The genome sequence data for this chart was produced by the Andino lab in collaboration with Pacific BioSciences. As noted in Harmon’s article, other sequencing approaches are also currently being pursued, to refine the map further. (To learn more about a variety genome-reading technologies, see "Genomes for All" by George Church, in the January 2006 issue of Scientific American. To learn more about challenges related to visualizing genomes, see "Similarities Between Human and Chimp Genomes Revealed by Hilbert Curve" by Martin Krzywinski).
Each of the colored lines in Kunitomi's graphic represents a string of chemical base pairs—the A,T, C and G of the mosquito's genetic code—whose accuracy researchers are highly confident about. These precisely known chemical base pair sequences are known as contigs. The detail below shows six of them.
There are 3,752 contigs in the full map. The 2007 draft map included 36,206 contigs. The ultimate goal of continued sequencing efforts is to end up with just three lines; one continuous string of base pairs for each chromosome.
The length of each colored line represents the number of base pairs in a contig, ranging from about 35,000 (smallest visible line on the graphic) to 7,901,702. The full data set of this cell line of A. aegypti is comprised of about 1.7 billion base pairs, which includes both coding regions (genes) and non-coding regions of the genome.
Each grouping of colored lines represents contigs that the researchers are pretty sure belong together, but some gaps, overlaps, conflicts, and/or other uncertainties may exist at the points of connection (circled in black, below).
The position of each group within the full image grid is roughly based on size.
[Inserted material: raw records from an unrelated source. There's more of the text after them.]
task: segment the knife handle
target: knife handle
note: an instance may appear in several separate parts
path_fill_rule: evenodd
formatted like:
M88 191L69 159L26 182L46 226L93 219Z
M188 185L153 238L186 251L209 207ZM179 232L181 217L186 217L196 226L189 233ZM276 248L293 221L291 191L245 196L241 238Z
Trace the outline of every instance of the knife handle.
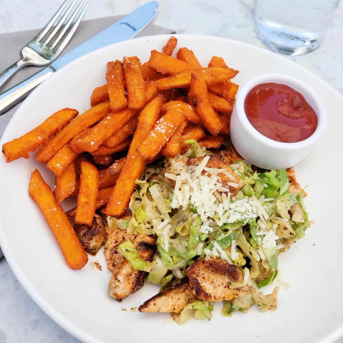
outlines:
M0 116L26 98L38 85L52 75L54 71L50 67L45 68L0 94Z

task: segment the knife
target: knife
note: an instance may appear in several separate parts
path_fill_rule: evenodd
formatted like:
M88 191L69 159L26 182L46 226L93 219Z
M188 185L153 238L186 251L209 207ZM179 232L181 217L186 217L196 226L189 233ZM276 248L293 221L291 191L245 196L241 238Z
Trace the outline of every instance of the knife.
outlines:
M152 20L158 7L156 1L141 6L55 60L48 67L0 94L0 115L26 98L38 85L70 62L97 49L134 37Z

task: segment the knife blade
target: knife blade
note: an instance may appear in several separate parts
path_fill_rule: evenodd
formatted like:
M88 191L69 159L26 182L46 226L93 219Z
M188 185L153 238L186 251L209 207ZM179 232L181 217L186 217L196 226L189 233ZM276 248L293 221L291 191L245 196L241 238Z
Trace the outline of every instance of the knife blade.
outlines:
M96 49L134 37L152 20L158 7L156 1L141 6L40 71L0 94L0 115L26 97L57 70L72 61Z

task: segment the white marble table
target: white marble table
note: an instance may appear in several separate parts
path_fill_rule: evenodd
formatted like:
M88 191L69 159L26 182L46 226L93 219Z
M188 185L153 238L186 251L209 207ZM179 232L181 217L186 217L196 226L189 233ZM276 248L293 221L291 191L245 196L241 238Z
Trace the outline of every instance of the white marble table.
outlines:
M0 0L0 33L42 27L62 0ZM92 0L86 19L128 13L146 0ZM178 33L226 37L261 46L253 30L253 0L159 0L154 22ZM313 72L343 94L343 4L321 46L288 58ZM1 50L1 47L0 47ZM0 343L79 342L55 323L22 287L4 258L0 260ZM337 343L343 343L341 339Z

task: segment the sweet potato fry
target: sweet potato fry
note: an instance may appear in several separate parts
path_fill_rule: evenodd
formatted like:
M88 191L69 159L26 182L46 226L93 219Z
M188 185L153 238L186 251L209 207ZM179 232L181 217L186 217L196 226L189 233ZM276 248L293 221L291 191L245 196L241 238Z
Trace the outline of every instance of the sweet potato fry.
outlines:
M76 174L74 161L59 176L56 176L54 191L55 199L59 204L66 199L75 190L76 186Z
M196 141L199 141L205 135L204 130L200 127L197 126L193 126L188 129L186 129L182 133L181 136L181 148L185 147L186 146L185 144L185 141L190 139L194 139Z
M75 135L101 120L110 111L110 102L106 101L92 107L79 116L39 149L36 155L37 159L40 162L46 163Z
M131 142L131 140L129 138L127 138L123 142L122 142L117 145L112 147L105 146L105 145L100 145L95 151L91 153L93 156L101 156L109 154L114 154L115 152L119 152L128 147Z
M218 112L218 114L221 118L222 117L225 117L229 120L231 117L232 113L232 111L231 112Z
M225 81L218 84L209 86L209 90L227 100L234 100L238 85L229 81Z
M81 161L80 190L75 214L77 224L92 225L95 213L99 189L99 174L95 167L87 161Z
M152 70L152 69L151 69ZM156 73L155 75L154 75L151 79L149 80L150 81L157 81L157 80L159 80L161 79L163 79L164 78L167 77L167 76L166 75L164 75L163 74L161 74L161 73L157 73L156 71L154 70L154 71Z
M217 112L232 112L232 106L226 99L210 92L208 92L208 95L210 103L215 111Z
M214 56L209 63L209 67L228 68L222 57ZM211 85L209 90L227 100L234 100L238 90L238 85L229 81L218 84Z
M142 70L142 75L143 77L143 80L144 81L147 81L150 80L156 74L156 70L154 70L153 69L150 69L150 68L148 67L147 62L143 63L141 66L141 69Z
M78 114L76 109L63 108L54 113L29 132L5 143L2 145L2 152L6 156L6 162L11 162L21 157L28 158L29 152L45 144Z
M161 106L160 113L162 115L165 114L171 108L178 109L184 114L185 120L194 124L202 124L202 122L196 112L195 107L186 103L177 100L169 101Z
M223 57L213 56L209 62L209 67L222 67L227 68L227 66L225 63Z
M106 81L112 111L118 111L126 107L127 100L125 97L125 90L123 85L123 79L122 63L118 60L108 62Z
M196 104L197 114L207 129L213 135L216 136L223 123L209 101L206 84L195 74L192 74L188 98Z
M124 57L123 64L128 93L128 107L135 109L142 108L146 103L146 95L139 59L137 56Z
M95 208L97 209L102 206L103 206L104 205L106 205L113 191L114 188L114 186L111 187L108 187L106 188L103 188L102 189L100 189L99 191L99 195L96 198L96 203L95 204ZM75 213L76 213L76 206L69 210L66 212L66 214L68 217L75 217Z
M191 75L193 73L201 77L206 85L209 86L229 80L235 76L238 73L237 70L229 68L221 67L203 68L179 73L168 78L157 80L156 82L157 88L160 91L172 88L184 88L189 86Z
M219 149L223 140L224 138L221 136L205 136L198 143L201 147L204 146L206 149Z
M122 168L126 157L123 157L117 159L106 169L106 175L110 175L113 174L118 174Z
M102 155L93 156L93 160L96 164L108 167L113 162L113 158L110 155Z
M31 174L28 191L55 235L68 265L72 269L81 269L88 261L87 254L64 211L37 169Z
M157 96L141 112L127 157L105 209L105 213L107 215L120 216L126 211L134 189L136 179L139 178L145 166L144 159L137 152L137 148L158 119L162 102L162 97ZM115 176L116 174L110 176Z
M116 132L110 137L109 137L104 142L103 145L105 146L112 147L116 146L123 142L134 132L138 122L139 116L138 114L135 115L126 123L122 125Z
M163 104L165 104L169 101L173 101L176 97L176 91L175 88L166 89L164 91L161 91L159 93L163 96L162 99Z
M162 153L167 157L174 157L180 153L181 149L181 135L187 122L184 121L176 129L168 143L162 150Z
M149 103L154 98L157 93L157 83L155 81L149 80L145 82L145 94L146 102Z
M135 114L135 110L125 108L112 112L91 129L86 131L81 138L75 137L71 146L77 152L95 151L108 138Z
M184 103L187 102L187 97L184 95L180 95L175 99L175 101L182 101Z
M79 156L80 156L80 155L79 155ZM88 157L88 156L87 157ZM90 160L91 160L91 158L89 158ZM80 169L77 166L78 163L77 159L78 159L79 156L77 158L77 159L75 160L75 172L76 173L76 185L75 186L75 190L68 197L68 199L73 199L75 198L77 198L80 189L80 179L79 178L77 178L78 175L80 175L81 174L81 171L78 170L78 169ZM109 167L109 168L106 169L103 169L102 170L98 171L99 189L113 186L115 184L118 178L118 176L119 175L120 171L121 170L122 162L121 160L123 159L121 158L120 159L118 159L116 161L117 163L118 163L118 166L117 170L116 172L115 172L114 170L113 169L111 171L111 173L109 172L108 174L107 171L109 170L110 168L112 168L110 167ZM84 159L85 159L86 161L88 160L87 159L86 159L83 157L81 161L83 161ZM81 163L81 161L80 163ZM123 164L123 163L122 164Z
M174 49L176 47L177 39L172 36L168 40L167 44L162 48L162 52L168 56L171 56Z
M152 50L148 61L148 67L163 74L173 75L186 70L193 69L186 62L168 56L156 50Z
M64 173L75 159L77 154L69 144L62 146L48 161L46 166L56 176Z
M137 151L145 159L154 158L185 120L183 114L172 108L156 122Z
M180 48L177 52L176 57L178 59L190 64L193 68L202 68L194 53L187 48Z
M220 116L221 121L223 125L219 131L219 134L222 136L228 136L230 135L230 119L223 116Z
M93 107L100 103L108 100L109 99L109 96L107 90L107 85L96 87L91 96L91 106Z
M107 175L107 169L99 171L99 189L106 188L116 184L119 173Z

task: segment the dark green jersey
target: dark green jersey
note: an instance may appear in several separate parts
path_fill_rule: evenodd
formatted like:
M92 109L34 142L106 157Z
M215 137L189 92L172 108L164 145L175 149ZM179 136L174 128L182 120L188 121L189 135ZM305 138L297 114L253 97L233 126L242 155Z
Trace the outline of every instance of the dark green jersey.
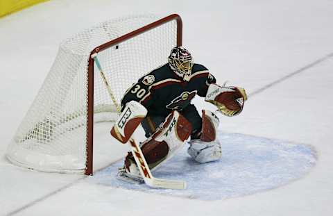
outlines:
M126 91L121 106L137 101L146 107L148 115L165 117L173 110L184 110L196 94L205 97L208 85L215 82L203 65L194 64L189 81L185 81L167 63L139 78Z

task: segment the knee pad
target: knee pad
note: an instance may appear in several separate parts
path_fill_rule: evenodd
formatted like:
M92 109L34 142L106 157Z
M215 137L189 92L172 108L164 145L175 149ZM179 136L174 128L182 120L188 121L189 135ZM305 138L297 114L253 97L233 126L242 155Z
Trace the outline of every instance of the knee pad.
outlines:
M216 138L219 119L213 113L205 110L202 118L200 139L189 142L187 153L199 163L217 160L222 156L221 143Z
M142 144L141 150L149 168L152 170L156 169L157 165L175 155L184 145L191 132L190 123L178 112L173 111L168 115L163 124Z

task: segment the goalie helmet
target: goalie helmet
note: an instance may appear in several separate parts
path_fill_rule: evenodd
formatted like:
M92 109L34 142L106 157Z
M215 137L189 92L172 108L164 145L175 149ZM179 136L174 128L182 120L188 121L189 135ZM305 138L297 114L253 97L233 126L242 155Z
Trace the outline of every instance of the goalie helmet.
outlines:
M168 60L171 69L188 81L193 66L192 56L189 51L182 47L176 47L172 49Z

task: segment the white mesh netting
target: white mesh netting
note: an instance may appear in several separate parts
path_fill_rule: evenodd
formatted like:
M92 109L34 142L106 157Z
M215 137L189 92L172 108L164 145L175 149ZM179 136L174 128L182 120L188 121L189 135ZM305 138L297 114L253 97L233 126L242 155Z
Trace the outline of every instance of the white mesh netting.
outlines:
M41 171L84 171L90 51L157 19L151 15L121 17L63 42L8 146L8 158ZM99 62L117 101L120 103L127 88L140 76L166 63L170 50L176 44L177 24L172 20L99 52ZM113 120L114 106L96 66L94 72L94 122Z

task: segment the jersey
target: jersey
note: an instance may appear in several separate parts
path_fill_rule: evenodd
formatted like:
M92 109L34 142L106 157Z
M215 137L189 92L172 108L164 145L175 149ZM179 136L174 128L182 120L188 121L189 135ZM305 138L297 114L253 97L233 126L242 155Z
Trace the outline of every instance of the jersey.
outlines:
M148 110L148 116L167 116L172 110L186 108L196 95L205 97L215 78L203 65L194 64L189 81L183 81L171 69L169 63L143 76L132 85L121 99L123 108L135 100Z

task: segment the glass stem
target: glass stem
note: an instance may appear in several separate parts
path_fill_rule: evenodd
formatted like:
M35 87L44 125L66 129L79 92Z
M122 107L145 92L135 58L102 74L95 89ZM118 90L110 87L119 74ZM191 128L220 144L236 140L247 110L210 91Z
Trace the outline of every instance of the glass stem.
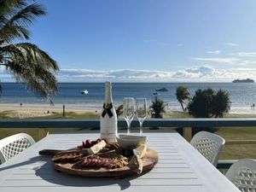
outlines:
M139 121L140 122L140 136L143 135L143 121Z
M127 135L131 134L131 123L127 121Z

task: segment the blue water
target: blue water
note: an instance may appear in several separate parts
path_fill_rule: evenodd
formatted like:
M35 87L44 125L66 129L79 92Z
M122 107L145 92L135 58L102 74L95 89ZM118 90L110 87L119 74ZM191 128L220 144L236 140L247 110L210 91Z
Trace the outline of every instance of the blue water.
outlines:
M232 102L231 112L254 113L250 106L256 103L256 84L250 83L116 83L113 84L113 102L118 106L125 96L146 97L149 105L154 90L166 87L169 91L160 92L160 97L168 103L166 109L181 110L175 96L176 88L179 85L188 86L191 95L199 88L225 90L230 93ZM3 89L1 105L18 106L20 102L24 106L49 105L43 98L26 90L25 85L3 83ZM89 91L88 95L81 94L84 89ZM103 83L60 83L58 94L53 96L52 99L56 107L65 104L69 108L98 109L104 102L104 94Z

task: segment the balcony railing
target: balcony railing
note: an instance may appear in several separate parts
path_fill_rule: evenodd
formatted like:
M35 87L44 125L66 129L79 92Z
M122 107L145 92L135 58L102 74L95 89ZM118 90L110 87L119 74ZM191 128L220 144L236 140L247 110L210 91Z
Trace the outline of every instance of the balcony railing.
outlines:
M119 128L126 127L126 122L119 119ZM131 127L138 127L139 124L134 120ZM256 118L223 118L223 119L150 119L143 123L143 127L161 127L183 129L185 139L192 138L192 127L255 127ZM47 128L100 128L99 119L9 119L0 120L0 128L38 128L40 137L46 135ZM226 141L226 144L255 144L256 140L233 140ZM233 160L223 160L218 168L227 169Z

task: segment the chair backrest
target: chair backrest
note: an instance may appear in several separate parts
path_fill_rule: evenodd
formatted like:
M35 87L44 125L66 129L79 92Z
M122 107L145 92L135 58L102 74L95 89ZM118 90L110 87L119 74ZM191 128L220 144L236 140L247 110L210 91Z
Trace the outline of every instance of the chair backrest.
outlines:
M26 133L18 133L0 140L1 163L17 155L33 143L33 138Z
M233 163L226 177L242 192L256 191L256 160L241 160Z
M200 131L193 137L190 143L216 166L225 140L216 134Z

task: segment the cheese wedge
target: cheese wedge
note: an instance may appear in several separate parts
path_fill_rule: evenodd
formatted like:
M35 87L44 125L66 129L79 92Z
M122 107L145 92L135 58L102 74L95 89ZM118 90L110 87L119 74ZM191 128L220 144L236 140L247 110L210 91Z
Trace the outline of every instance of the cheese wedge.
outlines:
M100 150L102 150L106 145L107 145L106 142L104 140L102 140L100 143L95 144L94 146L92 146L89 148L85 148L86 154L96 154ZM84 152L85 151L84 151L83 154L85 154Z
M143 158L146 154L147 146L145 144L140 145L135 148L135 151L138 154L140 158Z

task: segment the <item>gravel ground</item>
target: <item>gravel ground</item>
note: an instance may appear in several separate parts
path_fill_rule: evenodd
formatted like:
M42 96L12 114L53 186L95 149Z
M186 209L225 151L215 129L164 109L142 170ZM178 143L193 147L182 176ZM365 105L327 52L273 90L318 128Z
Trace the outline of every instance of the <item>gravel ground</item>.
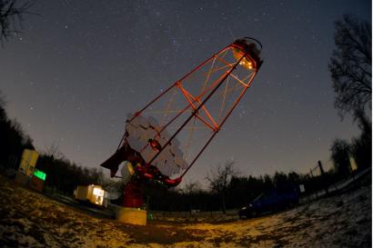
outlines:
M146 226L87 214L0 176L0 247L371 247L371 183L277 214Z

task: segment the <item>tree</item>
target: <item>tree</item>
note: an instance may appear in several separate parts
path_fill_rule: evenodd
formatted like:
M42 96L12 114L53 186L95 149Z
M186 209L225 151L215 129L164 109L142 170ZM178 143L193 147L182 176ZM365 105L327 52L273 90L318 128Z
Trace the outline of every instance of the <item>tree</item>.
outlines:
M344 15L335 23L336 49L329 61L329 71L336 92L335 107L341 117L351 114L355 119L367 104L371 108L372 48L371 25Z
M217 167L212 169L206 176L210 190L217 193L221 197L222 211L224 213L226 213L226 196L227 187L232 177L238 174L238 172L234 167L234 161L230 161L226 162L223 167L217 165Z
M357 119L361 133L352 139L350 153L358 168L363 169L372 166L372 124L362 112L358 113Z
M0 0L0 42L19 33L19 26L23 21L23 15L27 13L32 3L26 1L23 5L16 5L16 0ZM18 24L18 25L17 25Z
M330 152L336 172L347 176L351 171L348 144L345 140L336 139L330 147Z

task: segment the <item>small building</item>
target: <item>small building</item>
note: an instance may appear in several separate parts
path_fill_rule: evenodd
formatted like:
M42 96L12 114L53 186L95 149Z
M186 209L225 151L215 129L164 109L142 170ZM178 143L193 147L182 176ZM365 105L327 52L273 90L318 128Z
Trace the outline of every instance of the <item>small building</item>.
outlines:
M99 206L107 206L108 193L101 185L78 185L74 191L74 196L78 201L86 201Z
Line shape (curves, squiggles, and loops) and orientation are arbitrary.
Kunitomi created the graphic with the bioinformatics visualization tool Bandage, developed by Ryan Wick (currently a research assistant in Kathryn Holt's research group at University of Melbourne). A description paper was published last year in the journal Bioinformatics: the software is available online, or you can clone the source code on GitHub.
The bottom line? Researchers have made significant steps toward piecing together the genome of Aedes aegypti, but the map is still quite fragmented. Visualizations like this one allow researchers to zoom in and identify which regions still need more work, and allow non-specialists—like me—to track their progress.